Colin Kaepernick Changes Workout Plan, Criticizes NFL

Location moved away from Atlanta Falcons training facility

Colin Kaepernick
Colin Kaepernick passes during his private NFL workout. (Getty)
Carmen Mandato/Getty Images
By Tobias Carroll / November 17, 2019 10:45 am

This week brought with it news that quarterback Colin Kaepernick had reached an agreement with the NFL, and that he’d be taking part in a workout that would be open to representatives from the league’s teams. It seemed like a thaw in a contentious relationship between Kaepernick and the league he’s had a contentious relationship with — to put it mildly — since his decision to kneel during the National Anthem.

The workout was set for Saturday in Georgia — though it didn’t quite take place according to the NFL’s plans. The event was originally set to take place at the Falcons’ training facility, but it ended up being moved to Charles R. Drew High School in Riverdale. According to ESPN’s report on the event, representatives from 8 NFL teams were present.
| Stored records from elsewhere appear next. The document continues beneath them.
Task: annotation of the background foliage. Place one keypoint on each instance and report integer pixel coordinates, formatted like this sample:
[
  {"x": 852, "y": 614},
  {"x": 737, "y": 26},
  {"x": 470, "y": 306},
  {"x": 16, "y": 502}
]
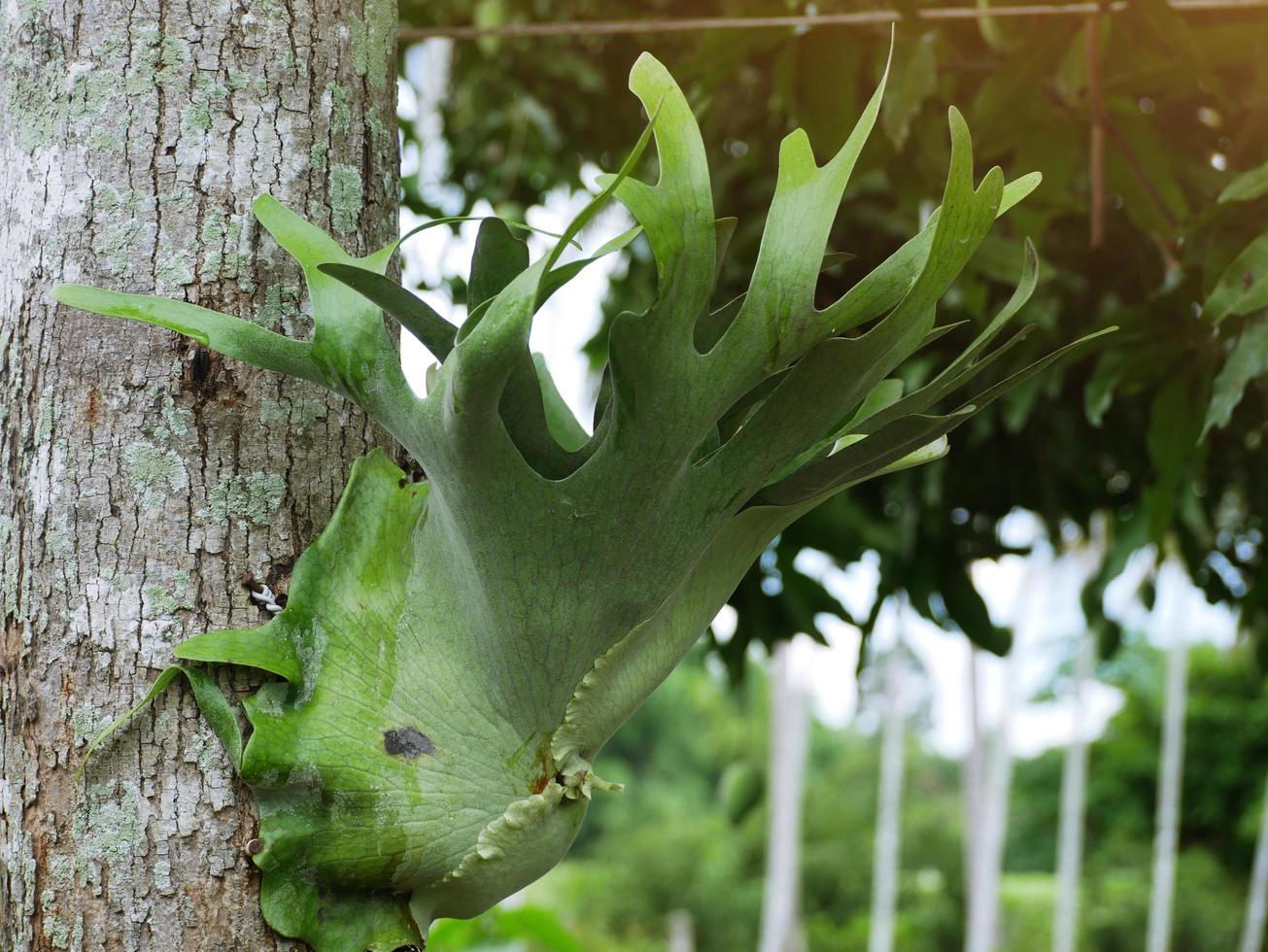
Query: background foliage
[
  {"x": 1183, "y": 267},
  {"x": 669, "y": 842}
]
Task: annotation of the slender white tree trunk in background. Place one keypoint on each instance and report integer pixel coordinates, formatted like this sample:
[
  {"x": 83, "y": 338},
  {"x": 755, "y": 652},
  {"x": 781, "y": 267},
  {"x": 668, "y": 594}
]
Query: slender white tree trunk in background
[
  {"x": 790, "y": 734},
  {"x": 889, "y": 800},
  {"x": 983, "y": 927},
  {"x": 141, "y": 473},
  {"x": 1074, "y": 789},
  {"x": 1172, "y": 614},
  {"x": 1256, "y": 899},
  {"x": 682, "y": 932},
  {"x": 974, "y": 801}
]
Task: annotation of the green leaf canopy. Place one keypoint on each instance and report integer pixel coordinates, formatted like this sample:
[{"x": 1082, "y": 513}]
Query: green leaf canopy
[{"x": 456, "y": 653}]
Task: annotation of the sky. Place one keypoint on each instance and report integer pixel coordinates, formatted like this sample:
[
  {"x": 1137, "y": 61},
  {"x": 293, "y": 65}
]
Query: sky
[{"x": 1038, "y": 595}]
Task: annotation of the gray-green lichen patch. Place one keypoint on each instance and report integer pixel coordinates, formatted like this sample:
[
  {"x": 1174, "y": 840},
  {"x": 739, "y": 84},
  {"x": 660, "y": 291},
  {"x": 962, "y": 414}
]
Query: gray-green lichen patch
[
  {"x": 281, "y": 310},
  {"x": 370, "y": 41},
  {"x": 294, "y": 414},
  {"x": 109, "y": 826},
  {"x": 317, "y": 156},
  {"x": 175, "y": 420},
  {"x": 86, "y": 722},
  {"x": 156, "y": 58},
  {"x": 346, "y": 196},
  {"x": 228, "y": 256},
  {"x": 160, "y": 601},
  {"x": 336, "y": 102},
  {"x": 154, "y": 472},
  {"x": 175, "y": 269},
  {"x": 253, "y": 498},
  {"x": 120, "y": 231}
]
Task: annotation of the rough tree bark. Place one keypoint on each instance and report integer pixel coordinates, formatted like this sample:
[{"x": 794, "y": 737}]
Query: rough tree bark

Kaepernick threw passes for 40 minutes. Vaughn McClure at ESPN reports that his form looked good. “The 32-year-old showed that he still has an arm by completing deep balls to former NFL receivers Brice Butler, Bruce Ellington, Jordan Veasy and Ari Wertz,” he wrote. 

Kapernick’s workout drew a crowd of approximately 250. While there, he also criticized the league, saying, “We have nothing to hide. So we’re waiting for the 32 owners, 32 teams, Roger Goodell, all of them stop running. Stop running from the truth. Stop running from the people.”

The question remains: why did the workout get moved? At Pro Football Talk, Mike Florio has some insight into that. The NFL asked Kaepernick to sign a waiver before the training session. As Florio puts it, this might have become a sticking point:

The three-page, 13-paragraph documents contains several specific provisions that could be relevant to the question of whether the NFL was trying to parlay the waiver into a release of any claims for collusion/retaliation that Kaepernick could make as a result of his ongoing unemployment by the league since settling his first collusion case in February.

Florio’s analysis also offers the possibility that much of the waiver’s language is simply generic legal wording — the kind of thing that might show up in any legal document prepared by a massive entity such as the NFL. But Florio also notes that “there’s enough language in the waiver to give a prudent, careful lawyer legitimate concern that an aggressive litigator would later argue that signing the document defeats all potential employment claims that Kaepernick could have made.”

Whether anything comes from this very public workout regarding his future in professional football remains to be seen. But it’s not at all surprising that Kaepernick would be wary in his dealings with the NFL, given their history over the last few years.